En este contexto, los problemas reales de Japón se sobredimensionan hasta el esperpento, mientras se da a entender que en Occidente esos mismos problemas son casi inexistentes. El ABC de la sociología cultural consiste en reconocer la diferencia entre lo que se visibiliza en un país y lo que realmente ocurre. En España, por ejemplo, apenas se habla del suicidio. Y no porque no sea un problema real, sino por dinámicas que lo silencian. Muchos creen, en cambio, que Japón es el país con más suicidios del mundo. Pero en Japón el suicidio se hiper-visibiliza, mientras que en España se tiende a ignorarlo.
Podemos asegurar, con datos en la mano, que los problemas creados en Japón por la delincuencia, las drogas o la desestructuración familiar son microscópicos en comparación con la mayoría de países. Japón ocupa desde hace décadas el primer puesto en los rankings internacionales de esperanza de vida, así como en los de menor tasa de homicidios y atracos violentos. Si lo comparamos con España, Japón tiene una distribución de ingresos más igualitaria, así como una de las brechas en resultados escolares entre barrios ricos y pobres más bajas de la OCDE. Basta caminar por cualquier ciudad japonesa para percibir su seguridad, limpieza y civismo.

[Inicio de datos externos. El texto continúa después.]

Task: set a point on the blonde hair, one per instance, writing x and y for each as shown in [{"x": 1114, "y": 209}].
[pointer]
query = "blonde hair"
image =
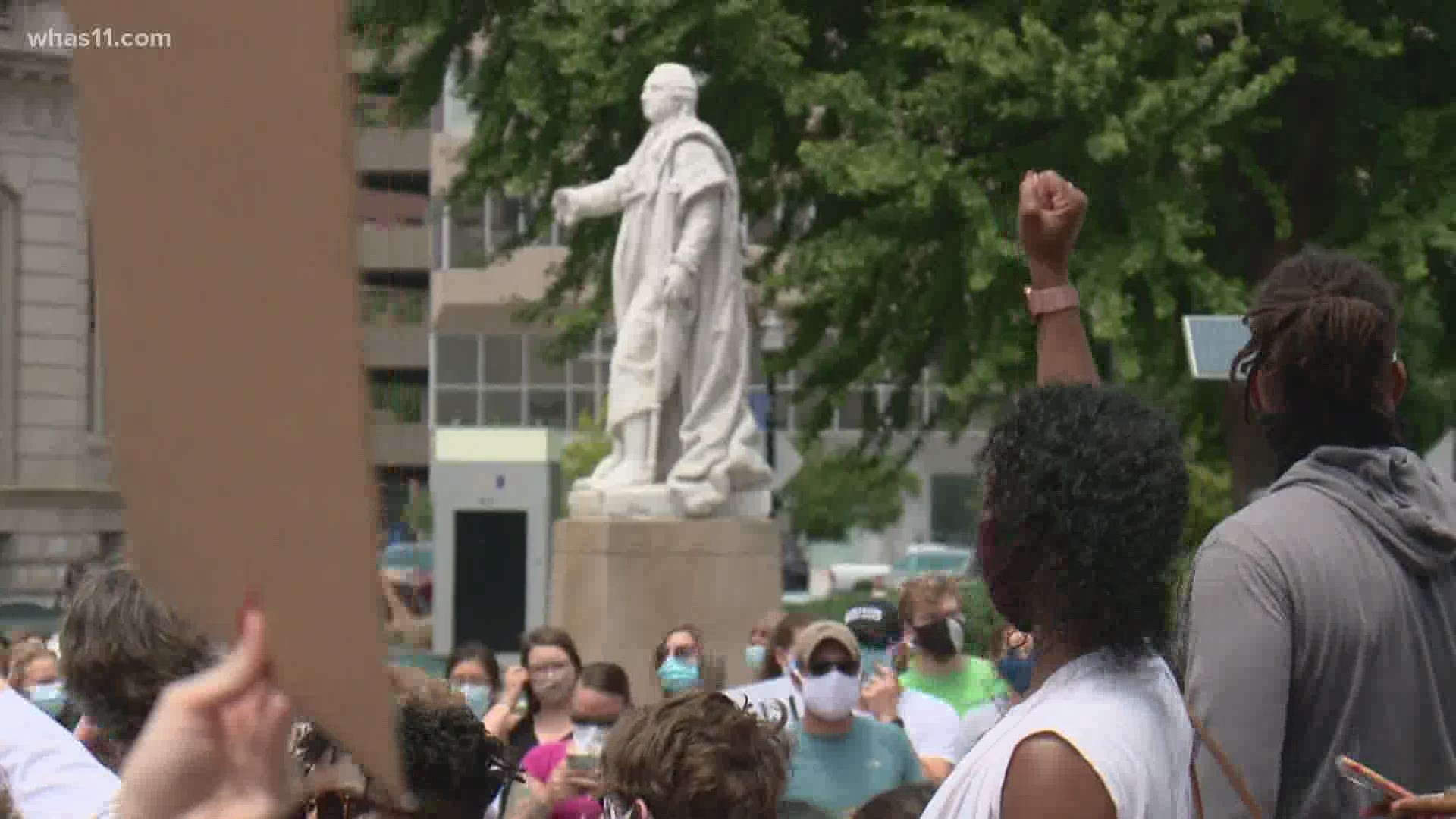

El alto nivel de calidad de vida en Japón hace que sus aspectos negativos resalten más para el observador externo. Esto lleva a algunos a pensar que las características admirables del país deben esconder algún mecanismo autoritario. Sin embargo, los datos indican lo contrario: Madrid, por ejemplo, tiene una densidad de cámaras de videovigilancia por habitante muy superior a la de Tokio; Japón presenta la población penal más baja entre los países industrializados; y los turistas japoneses destacan sistemáticamente por su comportamiento cívico. Todo ello en un país con amplias libertades civiles.
Japón afronta problemas importantes, algo esperable en una sociedad altamente desarrollada. Aun así, está muy lejos de ser la distopía que a menudo retratan. Pese a sus dificultades, la sociedad japonesa sigue siendo admirable en numerosos aspectos. Creo firmemente que Japón es un país del que podemos aprender mucho. No teman a Japón. Si allí se han alcanzado niveles tan altos de civismo, seguridad y eficiencia, también nosotros podríamos lograrlos. Pero para ello debemos empezar por replantearnos algunos de los distorsionados mapas culturales que nos condicionan. ¡Empecemos hoy!